Os cidadãos da UE têm o direito de aceder a cuidados de saúde em qualquer país da UE e de ser reembolsados pelos cuidados recebidos no estrangeiro pelo seu país de origem. A Diretiva 2011/24/UE relativa aos direitos dos doentes em matéria de cuidados de saúde transfronteiriços estabelece as condições em que um doente pode viajar para outro país da UE para receber cuidados médicos e reembolso.
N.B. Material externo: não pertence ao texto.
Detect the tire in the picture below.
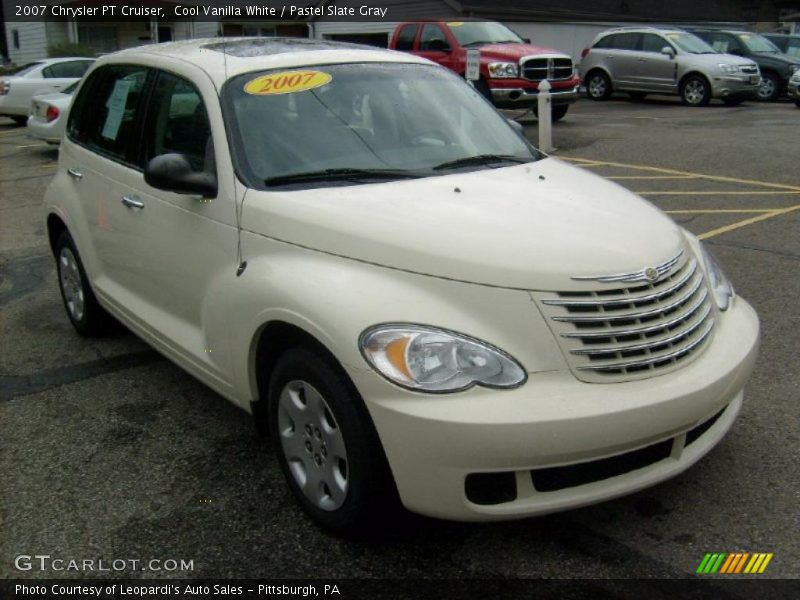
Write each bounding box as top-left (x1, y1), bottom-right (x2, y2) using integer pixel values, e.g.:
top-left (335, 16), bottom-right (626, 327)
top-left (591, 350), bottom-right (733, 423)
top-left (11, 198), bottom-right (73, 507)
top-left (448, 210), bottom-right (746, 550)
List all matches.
top-left (757, 72), bottom-right (781, 102)
top-left (531, 104), bottom-right (569, 123)
top-left (55, 231), bottom-right (116, 337)
top-left (681, 75), bottom-right (711, 106)
top-left (586, 71), bottom-right (613, 100)
top-left (268, 348), bottom-right (397, 535)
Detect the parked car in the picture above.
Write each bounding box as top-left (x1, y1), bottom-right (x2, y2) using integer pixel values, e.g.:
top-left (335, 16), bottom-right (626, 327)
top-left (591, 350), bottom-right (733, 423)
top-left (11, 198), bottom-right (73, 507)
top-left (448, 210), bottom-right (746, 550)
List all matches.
top-left (28, 80), bottom-right (80, 144)
top-left (0, 58), bottom-right (94, 125)
top-left (789, 71), bottom-right (800, 108)
top-left (389, 21), bottom-right (580, 121)
top-left (690, 29), bottom-right (800, 102)
top-left (44, 38), bottom-right (759, 531)
top-left (580, 27), bottom-right (761, 106)
top-left (764, 33), bottom-right (800, 58)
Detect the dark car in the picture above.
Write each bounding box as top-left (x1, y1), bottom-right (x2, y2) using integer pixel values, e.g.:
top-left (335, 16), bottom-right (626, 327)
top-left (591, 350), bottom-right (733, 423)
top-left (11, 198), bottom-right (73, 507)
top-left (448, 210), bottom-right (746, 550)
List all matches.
top-left (764, 33), bottom-right (800, 58)
top-left (688, 28), bottom-right (800, 102)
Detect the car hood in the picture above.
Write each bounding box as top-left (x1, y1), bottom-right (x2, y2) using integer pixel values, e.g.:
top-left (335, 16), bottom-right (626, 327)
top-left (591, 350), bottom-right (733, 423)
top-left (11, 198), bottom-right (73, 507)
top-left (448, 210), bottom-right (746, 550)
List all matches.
top-left (242, 158), bottom-right (684, 290)
top-left (475, 44), bottom-right (569, 62)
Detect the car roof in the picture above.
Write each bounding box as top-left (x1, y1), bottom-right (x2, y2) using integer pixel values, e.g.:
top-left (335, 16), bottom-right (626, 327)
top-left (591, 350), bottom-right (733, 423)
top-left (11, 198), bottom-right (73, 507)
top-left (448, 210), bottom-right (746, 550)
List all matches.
top-left (103, 37), bottom-right (433, 84)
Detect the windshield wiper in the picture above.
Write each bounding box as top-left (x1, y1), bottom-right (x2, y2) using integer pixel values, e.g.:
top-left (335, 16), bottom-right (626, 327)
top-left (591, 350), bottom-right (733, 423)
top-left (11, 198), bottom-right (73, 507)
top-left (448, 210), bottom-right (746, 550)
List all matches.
top-left (433, 154), bottom-right (533, 171)
top-left (264, 167), bottom-right (421, 186)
Abrange os custos dos cuidados de saúde, bem como a prescrição e a dispensa de medicamentos e dispositivos médicos.
Apesar de ser um projeto extremamente ambicioso, com uma diretiva em vigor há mais de uma década, a implementação da Saúde Transfronteiriça faz com que os doentes enfrentem enormes obstáculos burocráticos, sendo que 4 em cada 5 doentes da UE nem sequer têm conhecimento da sua existência.
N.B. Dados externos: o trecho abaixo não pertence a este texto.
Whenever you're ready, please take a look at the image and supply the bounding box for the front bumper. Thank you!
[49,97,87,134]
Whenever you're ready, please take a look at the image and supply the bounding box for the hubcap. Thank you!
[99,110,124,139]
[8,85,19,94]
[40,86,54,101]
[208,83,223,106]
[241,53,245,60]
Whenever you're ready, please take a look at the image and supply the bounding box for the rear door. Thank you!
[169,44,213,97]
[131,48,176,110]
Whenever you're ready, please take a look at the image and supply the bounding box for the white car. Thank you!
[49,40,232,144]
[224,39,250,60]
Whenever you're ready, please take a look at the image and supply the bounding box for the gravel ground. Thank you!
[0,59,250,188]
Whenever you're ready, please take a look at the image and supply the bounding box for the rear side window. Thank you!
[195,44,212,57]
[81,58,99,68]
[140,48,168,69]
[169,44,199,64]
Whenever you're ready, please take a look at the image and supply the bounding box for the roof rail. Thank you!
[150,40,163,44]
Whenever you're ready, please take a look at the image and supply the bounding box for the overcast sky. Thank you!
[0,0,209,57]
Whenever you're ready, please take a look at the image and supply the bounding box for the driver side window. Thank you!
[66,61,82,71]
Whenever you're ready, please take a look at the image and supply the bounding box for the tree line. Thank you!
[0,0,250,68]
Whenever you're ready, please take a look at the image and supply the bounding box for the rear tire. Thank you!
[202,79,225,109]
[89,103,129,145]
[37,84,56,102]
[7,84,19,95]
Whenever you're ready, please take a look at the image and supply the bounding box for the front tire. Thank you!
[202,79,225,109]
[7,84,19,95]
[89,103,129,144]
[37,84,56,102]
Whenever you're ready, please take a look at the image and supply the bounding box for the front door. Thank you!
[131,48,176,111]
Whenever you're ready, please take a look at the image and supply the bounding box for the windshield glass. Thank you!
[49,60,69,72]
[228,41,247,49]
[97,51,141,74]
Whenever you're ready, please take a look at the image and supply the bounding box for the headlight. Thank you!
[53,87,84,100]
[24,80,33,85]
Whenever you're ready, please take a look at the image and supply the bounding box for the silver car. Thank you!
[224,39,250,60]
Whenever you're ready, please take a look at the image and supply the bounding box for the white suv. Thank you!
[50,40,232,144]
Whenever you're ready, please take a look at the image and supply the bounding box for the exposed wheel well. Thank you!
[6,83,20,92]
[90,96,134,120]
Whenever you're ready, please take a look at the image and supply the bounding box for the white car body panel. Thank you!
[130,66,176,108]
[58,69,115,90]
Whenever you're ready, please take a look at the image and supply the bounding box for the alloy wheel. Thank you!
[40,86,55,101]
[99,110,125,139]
Sarunas Narbutas, Presidente da Youth Cancer Europe, disse: “Quatro em cada cinco pessoas que vivem na UE não sabem como aceder a tratamento no estrangeiro. A Diretiva foi adotada há mais de oito anos; o Regulamento, há 15 anos. No entanto, até à data, os Estados-Membros pouco fizeram para dotar os seus cidadãos de informação que salva vidas. Os Pontos de Contacto Nacionais, que deveriam ter-se tornado faróis orientadores nesta procura de acesso a cuidados de saúde no estrangeiro, provaram funcionar apenas no papel, ajudando apenas 200 mil doentes por ano a receber tratamento no estrangeiro. Na União Europeia, 36 milhões de pessoas vivem com doenças raras, muitas das quais não conseguem obter tratamento adequado nos seus próprios países. Entretanto, dezenas de milhares de jovens doentes com cancro morrem desnecessariamente todos os anos devido à falta de informação, e não por motivos financeiros ou por falta de opções terapêuticas. Se as autoridades europeias valorizam a próxima geração, devem começar a trabalhar para salvar as nossas vidas”.